Darrin was quiet for a moment. “Nearly three weeks in our time,” he said with a slight, defeated air. “The undead are an effective barrier to getting anywhere in this zone. It’s nearly impossible to explore without causing an entire graveyard to pull themselves out of the stone.”
That news was worse than I expected. The Unblooded party was among the best ascenders. Considering they’d been stuck in a single convergence zone for weeks spoke to the difficulty of this place.
“But that can change, now,” Darrin said, opening a door to another floor. “You’ve got some sort of rune that lets you dampen sound. That… that will change everything. We’ll finally be able to get out of here.”
The floor in front of us opened up like a penthouse apartment. The ceiling was tall, a balcony with a glass railing looking down over a wide living area. Couches surrounded a coffee table, and I could see an elaborate kitchen setup off to the side.
I recognized Jared lounging on one of the couches. His beard had gotten even longer since I’d last seen him, clearly lacking any sort of maintenance. He was snoring slightly, his hammer resting on the ground beside the couch. His shield was leaning haphazardly against the back.
Alandra was sitting across from him, her auburn hair a mess. She had bags under her eyes, and the slump of her shoulders had a defeated air to them. Her freckles didn’t stick out to me as they did in the desert zone, and her white and red battle robes were marked with cuts and burns.
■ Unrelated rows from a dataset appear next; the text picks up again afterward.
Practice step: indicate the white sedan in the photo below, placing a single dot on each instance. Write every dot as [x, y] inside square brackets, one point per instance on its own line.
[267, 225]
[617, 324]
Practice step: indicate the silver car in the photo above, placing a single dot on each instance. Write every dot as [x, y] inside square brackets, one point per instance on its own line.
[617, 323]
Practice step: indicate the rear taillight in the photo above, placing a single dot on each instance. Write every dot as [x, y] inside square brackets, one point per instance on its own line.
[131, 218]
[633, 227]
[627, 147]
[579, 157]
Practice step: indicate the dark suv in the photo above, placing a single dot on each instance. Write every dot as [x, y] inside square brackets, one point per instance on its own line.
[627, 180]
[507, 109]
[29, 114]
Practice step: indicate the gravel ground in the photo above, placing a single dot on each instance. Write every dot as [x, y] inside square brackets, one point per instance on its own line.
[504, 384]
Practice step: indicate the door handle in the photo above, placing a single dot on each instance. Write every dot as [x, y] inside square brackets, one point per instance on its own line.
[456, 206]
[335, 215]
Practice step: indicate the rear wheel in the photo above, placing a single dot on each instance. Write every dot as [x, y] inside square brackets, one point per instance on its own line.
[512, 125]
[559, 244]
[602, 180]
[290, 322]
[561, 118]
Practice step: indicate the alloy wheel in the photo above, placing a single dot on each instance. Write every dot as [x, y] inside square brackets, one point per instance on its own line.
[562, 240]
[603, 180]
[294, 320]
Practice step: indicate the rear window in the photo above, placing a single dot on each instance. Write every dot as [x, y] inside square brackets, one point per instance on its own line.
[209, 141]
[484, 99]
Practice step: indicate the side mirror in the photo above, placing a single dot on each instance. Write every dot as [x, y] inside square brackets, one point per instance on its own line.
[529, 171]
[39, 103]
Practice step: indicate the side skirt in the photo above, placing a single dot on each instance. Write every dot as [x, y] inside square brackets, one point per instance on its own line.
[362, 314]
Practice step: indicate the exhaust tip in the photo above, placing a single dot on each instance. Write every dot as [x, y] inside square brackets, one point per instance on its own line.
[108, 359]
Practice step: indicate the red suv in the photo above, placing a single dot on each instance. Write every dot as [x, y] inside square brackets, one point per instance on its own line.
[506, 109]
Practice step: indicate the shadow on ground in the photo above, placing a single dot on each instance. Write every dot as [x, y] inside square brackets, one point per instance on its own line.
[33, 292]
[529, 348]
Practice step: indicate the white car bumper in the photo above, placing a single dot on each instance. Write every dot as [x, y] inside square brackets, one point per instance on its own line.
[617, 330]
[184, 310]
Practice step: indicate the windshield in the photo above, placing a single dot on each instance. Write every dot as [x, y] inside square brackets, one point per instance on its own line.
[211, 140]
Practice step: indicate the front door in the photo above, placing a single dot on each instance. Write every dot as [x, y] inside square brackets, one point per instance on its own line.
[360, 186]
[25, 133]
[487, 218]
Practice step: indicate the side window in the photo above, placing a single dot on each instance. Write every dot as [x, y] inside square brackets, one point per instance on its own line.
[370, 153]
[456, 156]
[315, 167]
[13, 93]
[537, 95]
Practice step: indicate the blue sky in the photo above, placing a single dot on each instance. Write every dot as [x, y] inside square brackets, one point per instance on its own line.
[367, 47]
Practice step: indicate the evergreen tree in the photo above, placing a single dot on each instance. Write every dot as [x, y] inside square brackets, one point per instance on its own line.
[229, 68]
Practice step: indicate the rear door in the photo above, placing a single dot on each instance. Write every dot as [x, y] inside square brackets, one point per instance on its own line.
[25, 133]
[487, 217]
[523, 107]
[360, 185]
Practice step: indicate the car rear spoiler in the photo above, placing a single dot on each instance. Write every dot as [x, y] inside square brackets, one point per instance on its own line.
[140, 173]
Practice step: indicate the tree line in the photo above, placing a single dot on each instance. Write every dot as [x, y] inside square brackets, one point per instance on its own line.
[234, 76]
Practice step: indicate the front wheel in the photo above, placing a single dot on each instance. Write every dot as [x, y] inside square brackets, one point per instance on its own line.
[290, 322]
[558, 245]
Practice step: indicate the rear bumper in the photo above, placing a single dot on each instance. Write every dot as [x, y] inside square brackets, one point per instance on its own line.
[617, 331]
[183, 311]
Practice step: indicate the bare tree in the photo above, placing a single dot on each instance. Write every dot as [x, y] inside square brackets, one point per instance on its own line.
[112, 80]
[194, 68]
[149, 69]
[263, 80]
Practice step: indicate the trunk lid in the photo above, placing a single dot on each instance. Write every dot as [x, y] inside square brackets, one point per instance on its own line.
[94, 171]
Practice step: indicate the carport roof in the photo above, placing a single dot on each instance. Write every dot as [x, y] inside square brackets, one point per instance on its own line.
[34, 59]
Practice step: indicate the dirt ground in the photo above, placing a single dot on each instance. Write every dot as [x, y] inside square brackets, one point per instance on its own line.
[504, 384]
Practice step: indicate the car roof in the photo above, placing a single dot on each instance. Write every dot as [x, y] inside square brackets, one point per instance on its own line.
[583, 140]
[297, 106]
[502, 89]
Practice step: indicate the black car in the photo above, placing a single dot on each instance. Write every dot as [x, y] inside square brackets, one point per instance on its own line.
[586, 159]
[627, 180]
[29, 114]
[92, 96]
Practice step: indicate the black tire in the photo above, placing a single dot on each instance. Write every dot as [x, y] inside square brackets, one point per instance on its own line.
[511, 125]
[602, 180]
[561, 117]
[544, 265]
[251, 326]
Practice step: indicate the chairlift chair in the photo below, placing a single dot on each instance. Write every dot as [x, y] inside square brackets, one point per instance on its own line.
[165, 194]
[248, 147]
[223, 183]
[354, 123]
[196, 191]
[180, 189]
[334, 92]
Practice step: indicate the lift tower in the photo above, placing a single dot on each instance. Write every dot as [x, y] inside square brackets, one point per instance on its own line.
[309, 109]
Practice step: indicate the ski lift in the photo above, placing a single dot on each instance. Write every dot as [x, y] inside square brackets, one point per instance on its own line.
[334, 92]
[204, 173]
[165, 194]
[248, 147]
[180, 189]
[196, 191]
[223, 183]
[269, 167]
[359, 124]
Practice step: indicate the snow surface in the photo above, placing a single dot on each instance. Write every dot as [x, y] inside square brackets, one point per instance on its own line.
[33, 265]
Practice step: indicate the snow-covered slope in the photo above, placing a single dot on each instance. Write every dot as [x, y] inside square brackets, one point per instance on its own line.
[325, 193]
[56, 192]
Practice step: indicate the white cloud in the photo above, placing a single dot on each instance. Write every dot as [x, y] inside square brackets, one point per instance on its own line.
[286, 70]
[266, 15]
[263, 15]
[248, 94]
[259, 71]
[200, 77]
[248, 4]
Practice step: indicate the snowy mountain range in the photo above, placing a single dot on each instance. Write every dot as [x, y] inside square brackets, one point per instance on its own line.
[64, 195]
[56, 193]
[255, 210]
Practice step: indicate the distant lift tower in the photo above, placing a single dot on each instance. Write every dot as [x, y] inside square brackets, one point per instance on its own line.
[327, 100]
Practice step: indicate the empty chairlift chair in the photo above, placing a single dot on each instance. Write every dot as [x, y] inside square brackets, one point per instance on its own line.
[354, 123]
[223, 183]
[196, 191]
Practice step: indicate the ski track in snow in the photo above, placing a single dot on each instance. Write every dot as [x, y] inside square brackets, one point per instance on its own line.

But there was another woman across from them, looking at some sort of map. Her hair was a darker blonde than Darrin’s, but her pale blue eyes were the first to catch onto our entrance.
“Darrin,” she said, standing up, a frown on her face. “You made it back?”
Darrin smiled slightly, some of his usual jauntiness shining through as he met the stranger’s eyes. “I’m afraid so. I can’t let Jared keep napping all the time, after all.”
Alandra perked up next, her tired eyes widening when they landed on me. “Toren?” she asked, wiping at her eyes as if she wasn’t believing them. She looked at Darrin once more. “Was he the one that you found?”
Darrin nodded, clapping me on the back. “We heard the sounds of your battle from up here, Toren,” he said. “It’s happened quite a few times in the past weeks. I’ve tried to get to the ascenders that pop into the tombs, but it’s rare that I’ve actually reached them in time. And even rarer that someone gets out alive,” he said somberly.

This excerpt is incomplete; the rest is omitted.